Les différents genres étaient les suivants  : mythologique, dévotionnel, social, historique, à costume, cascades, comédie, adaptation littéraire et policier. Une bonne douzaine de compagnies, certaines éphémères, ont produit environ 1300 films muets, jusqu’à une centaine par an en 1926-1927. Parmi les actrices les plus célèbres, on trouvait une femme d’origine juive Sulochana (de son vrai nom Ruby Myers) ou des anglo-indiennes (Patience Cooper). Les producteurs indiens étant plus exigeants avec les exploitants que les distributeurs étrangers, les meilleurs salles des grandes villes étaient réservées pour les films américains, d’ailleurs favorisés par la bonne société. Mais le peuple marquait sa préférence pour le cinéma national malgré les conditions de projection parfois défectueuses et le prix du billet, légèrement supérieur. La censure ne s’exerçait pas vraiment sur les scènes d’amour  mais plutôt sur les allusions politiques jugées dangereuses dans un pays divisé en communautés :  nationalisme explicite et appel à la révolte étaient réprimés.
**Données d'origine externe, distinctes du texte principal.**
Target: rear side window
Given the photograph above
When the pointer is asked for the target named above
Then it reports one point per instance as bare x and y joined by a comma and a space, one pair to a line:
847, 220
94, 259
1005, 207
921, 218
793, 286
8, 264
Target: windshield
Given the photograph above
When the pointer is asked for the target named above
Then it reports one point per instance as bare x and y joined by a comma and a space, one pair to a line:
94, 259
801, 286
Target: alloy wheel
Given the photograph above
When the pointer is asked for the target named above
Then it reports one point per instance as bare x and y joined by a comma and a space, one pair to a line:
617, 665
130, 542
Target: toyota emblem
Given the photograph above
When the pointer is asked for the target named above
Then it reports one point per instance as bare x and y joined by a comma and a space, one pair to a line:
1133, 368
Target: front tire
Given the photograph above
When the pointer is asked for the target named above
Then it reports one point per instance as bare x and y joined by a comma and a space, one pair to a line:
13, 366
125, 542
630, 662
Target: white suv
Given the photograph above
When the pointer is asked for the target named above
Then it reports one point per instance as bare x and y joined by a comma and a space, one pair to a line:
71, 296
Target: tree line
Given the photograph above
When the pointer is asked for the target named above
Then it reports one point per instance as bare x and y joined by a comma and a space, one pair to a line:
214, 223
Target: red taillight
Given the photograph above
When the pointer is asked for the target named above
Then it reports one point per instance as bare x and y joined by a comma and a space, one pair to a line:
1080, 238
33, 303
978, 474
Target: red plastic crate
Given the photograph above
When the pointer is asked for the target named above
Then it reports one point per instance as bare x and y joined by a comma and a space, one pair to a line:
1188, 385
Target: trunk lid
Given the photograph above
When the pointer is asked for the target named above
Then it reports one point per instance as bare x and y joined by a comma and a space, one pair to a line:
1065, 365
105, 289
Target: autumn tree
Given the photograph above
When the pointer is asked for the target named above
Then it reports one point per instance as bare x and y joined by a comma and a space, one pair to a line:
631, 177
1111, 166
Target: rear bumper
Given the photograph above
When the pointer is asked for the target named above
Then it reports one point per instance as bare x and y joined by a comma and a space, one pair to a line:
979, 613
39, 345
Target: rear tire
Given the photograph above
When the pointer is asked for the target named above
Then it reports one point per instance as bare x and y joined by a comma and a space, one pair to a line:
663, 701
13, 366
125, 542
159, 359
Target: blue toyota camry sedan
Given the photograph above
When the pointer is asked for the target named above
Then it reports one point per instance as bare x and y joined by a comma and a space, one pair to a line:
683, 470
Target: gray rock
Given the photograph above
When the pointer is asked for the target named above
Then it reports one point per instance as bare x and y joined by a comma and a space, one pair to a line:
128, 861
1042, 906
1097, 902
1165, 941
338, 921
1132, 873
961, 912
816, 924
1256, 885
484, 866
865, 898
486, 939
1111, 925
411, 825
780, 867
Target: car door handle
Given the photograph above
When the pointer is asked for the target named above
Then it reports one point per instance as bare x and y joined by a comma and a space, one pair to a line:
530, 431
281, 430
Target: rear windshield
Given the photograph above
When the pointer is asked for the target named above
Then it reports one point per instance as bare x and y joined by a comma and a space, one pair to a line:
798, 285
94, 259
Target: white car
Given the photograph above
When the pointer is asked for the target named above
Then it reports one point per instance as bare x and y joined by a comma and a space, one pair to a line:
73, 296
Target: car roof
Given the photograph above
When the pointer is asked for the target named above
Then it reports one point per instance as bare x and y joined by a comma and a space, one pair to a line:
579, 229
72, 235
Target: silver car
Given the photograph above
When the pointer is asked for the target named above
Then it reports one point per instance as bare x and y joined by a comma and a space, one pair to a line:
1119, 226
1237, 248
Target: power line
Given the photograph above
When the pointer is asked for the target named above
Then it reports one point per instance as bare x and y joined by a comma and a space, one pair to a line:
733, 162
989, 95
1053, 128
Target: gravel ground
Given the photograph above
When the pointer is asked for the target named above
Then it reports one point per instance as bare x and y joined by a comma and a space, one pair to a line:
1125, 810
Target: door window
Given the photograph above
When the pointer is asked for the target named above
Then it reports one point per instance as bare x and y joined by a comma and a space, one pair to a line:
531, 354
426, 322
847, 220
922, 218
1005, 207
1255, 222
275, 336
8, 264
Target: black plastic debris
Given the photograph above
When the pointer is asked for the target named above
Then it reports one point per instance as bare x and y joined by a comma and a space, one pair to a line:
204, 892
Les intertitres pouvaient être rédigés en quatre langues, dont l’anglais évidemment. Les bonimenteurs en rajoutaient et l’ accompagnement musical était de règle. L’influence d’Hollywood avec des appellations valorisantes comme la « Mary Pickford indienne » ou l’ « Eddie Polo indien » n’a jamais supprimé l’engouement culturel populaire, que ce soit dans les thèmes privilégiés de la grande Tradition ou dans le traitement assez frustre : scènes frontales, adresses aux spectateurs, style théâtral.

Du 19 mars au 6 avril, la Fondation Jérôme Seydoux-Pathé présente, en association avec la National Film Archive of India une rétrospective du cinéma indien muet, avec de nombreux inédits restaurés jamais projetés à Paris ou à Pordenone, même dans le cadre des rétrospectives antérieures. Il s’agit donc d’une occasion rare de découvrir un continent ignoré ou très mal connu du patrimoine au-delà des clichés sur Bollywood véhiculés par les sous-produits contemporains. Si la grande majorité de la production a disparu (et c’est hélas aussi le cas pour les années 30 et 40), les bobines rescapées et quelques films complets donnent tout de même un aperçu non négligeable de cette aspiration collective à l’épopée, à la dévotion et à l’histoire mythique.